He overtakes Keith at the turn, laugher bubbling up in his throat at the kid's expression. "Come on, catch up!" He goes even faster, faster than he should with just the glasses for the wind, the wings of the hoverbike twisting to almost graze the ground in a sharp turn between the rocks. No obstacles too big to manoeuvre around. No hole too narrow to fly through. The hoverbike twirls around its horizontal axis, one wing over the other, and Keith mirrors that; Shiro chuckles, then laughs out loud, his lungs filling up with wind. Sync. They're in sync.
His hands are steady as he approaches the cliff's edge. He's done so many more dangerous things, but out of all of them, this is still his favourite.
Shiro dives.
The hoverbike springs out into the vast nothingness. He plunges the handlebars sharply down, ground racing to meet him, adrenaline rising in his stomach at the sight of certain death, and in the exactly right moment he knows what to do.
He pulls the bike up.
It's perfect.
He laughs breathlessly.
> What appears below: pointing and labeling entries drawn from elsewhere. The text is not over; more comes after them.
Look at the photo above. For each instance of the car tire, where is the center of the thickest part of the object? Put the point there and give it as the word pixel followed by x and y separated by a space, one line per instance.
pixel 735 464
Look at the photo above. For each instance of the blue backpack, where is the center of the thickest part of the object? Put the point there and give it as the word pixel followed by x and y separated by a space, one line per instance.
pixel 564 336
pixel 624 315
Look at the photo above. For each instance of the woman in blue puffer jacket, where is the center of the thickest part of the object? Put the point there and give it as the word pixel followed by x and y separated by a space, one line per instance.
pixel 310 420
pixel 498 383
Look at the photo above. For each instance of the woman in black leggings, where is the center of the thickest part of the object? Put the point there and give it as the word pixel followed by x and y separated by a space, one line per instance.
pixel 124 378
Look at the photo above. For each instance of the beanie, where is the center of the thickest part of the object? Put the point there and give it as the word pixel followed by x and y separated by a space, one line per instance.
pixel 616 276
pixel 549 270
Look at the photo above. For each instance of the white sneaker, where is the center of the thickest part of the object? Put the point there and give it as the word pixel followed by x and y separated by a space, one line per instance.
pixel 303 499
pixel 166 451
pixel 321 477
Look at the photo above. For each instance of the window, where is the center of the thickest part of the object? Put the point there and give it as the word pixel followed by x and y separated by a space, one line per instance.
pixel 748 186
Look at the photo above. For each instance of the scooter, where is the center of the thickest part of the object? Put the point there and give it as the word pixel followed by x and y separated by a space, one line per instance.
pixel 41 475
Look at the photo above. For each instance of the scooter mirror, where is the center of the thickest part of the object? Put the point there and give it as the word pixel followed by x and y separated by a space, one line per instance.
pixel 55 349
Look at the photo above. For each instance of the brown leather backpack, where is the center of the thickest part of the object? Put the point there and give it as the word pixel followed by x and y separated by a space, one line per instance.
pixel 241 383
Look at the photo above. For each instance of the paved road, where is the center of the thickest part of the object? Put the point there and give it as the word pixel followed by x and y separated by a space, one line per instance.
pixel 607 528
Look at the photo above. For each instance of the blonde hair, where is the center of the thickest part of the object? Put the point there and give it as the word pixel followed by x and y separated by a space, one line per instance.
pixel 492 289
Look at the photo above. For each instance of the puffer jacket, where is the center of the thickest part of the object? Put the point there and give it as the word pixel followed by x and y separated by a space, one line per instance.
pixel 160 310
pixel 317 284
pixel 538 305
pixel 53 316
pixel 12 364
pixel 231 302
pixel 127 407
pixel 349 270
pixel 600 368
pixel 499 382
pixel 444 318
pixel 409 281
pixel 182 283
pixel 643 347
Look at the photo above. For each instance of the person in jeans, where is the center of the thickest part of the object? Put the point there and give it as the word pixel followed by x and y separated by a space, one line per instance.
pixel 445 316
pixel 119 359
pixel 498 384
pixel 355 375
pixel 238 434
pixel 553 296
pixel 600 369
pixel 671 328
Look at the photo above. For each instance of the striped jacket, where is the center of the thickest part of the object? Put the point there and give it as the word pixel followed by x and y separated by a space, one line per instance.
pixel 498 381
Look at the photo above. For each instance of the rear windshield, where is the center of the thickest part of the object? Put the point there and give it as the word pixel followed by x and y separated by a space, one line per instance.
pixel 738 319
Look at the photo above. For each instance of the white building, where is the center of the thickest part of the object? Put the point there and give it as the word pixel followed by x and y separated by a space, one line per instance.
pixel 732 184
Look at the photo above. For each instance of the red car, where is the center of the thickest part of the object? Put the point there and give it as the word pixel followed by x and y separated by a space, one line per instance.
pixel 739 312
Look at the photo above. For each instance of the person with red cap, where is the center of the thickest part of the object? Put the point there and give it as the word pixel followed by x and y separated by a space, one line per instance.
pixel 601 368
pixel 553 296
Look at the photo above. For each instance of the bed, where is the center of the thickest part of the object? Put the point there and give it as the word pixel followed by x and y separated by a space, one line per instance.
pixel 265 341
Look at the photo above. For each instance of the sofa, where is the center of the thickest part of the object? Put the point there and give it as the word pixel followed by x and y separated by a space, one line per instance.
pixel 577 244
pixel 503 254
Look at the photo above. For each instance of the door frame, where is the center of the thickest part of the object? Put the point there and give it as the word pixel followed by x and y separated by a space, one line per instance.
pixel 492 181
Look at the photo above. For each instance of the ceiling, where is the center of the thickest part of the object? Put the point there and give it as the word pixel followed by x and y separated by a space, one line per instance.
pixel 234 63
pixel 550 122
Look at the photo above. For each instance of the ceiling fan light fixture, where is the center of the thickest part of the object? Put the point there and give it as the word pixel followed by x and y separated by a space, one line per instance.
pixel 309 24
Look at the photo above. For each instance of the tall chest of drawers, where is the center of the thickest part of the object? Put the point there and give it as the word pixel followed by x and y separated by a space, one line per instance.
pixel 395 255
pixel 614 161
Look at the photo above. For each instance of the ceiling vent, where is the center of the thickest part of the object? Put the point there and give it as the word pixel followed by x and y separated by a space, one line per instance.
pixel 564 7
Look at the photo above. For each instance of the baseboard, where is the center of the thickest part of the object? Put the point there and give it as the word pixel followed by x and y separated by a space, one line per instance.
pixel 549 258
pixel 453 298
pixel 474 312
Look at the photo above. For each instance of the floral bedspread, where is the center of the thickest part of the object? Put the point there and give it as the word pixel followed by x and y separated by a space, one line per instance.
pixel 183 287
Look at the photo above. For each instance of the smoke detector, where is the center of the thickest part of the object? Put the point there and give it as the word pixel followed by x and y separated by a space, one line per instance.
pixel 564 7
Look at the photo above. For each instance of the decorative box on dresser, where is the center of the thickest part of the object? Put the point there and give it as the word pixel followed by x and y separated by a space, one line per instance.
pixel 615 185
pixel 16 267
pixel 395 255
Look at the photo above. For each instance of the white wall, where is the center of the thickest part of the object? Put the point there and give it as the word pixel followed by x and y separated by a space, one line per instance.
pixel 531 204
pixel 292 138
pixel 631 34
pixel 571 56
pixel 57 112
There's nothing, nothing better than this.
Keith stays behind on the cliff's edge, and Shiro is proud of him; but the race continues, and Shiro would rather give away his licence than an advantage like this. He rides on, the momentum from the cliff changing him and all his thoughts into a speedy smudge, a braided comet tearing its way through the open desert.
I'm a pilot.
It's obvious, it's clear as a day, as the sunset sky over the horizon line.
Keith catches up to him on the finish line, as Shiro is staring into the distance, his mind filled with the wind and nothing else. He turns his head in warm greeting. He expects Keith to snap at him for cheating, but the kid's face is bright and gracious in excitement.
"Alright. You won this round, but I'll get you in the next race, old timer."
Shiro laughs. "I don't doubt it."
"How'd you do that dive, anyway?" Keith's eyes are shining, and Shiro supposes it's his own fault for showing that to a famous hotshot, but right now he couldn't care less. He chuckles.
"You liked that one, huh? It's all about timing." He makes a couple of steady gestures with his hands. "Pull up too soon, you won't have the momentum needed to create lift. Too late, there won't be enough lift to avoid the crash."
Keith's expression turns thoughtful. "You think I'm ready to try that?"
Shiro could laugh out loud. But he keeps his face straight, even if his eyes betray him. "What do you think?"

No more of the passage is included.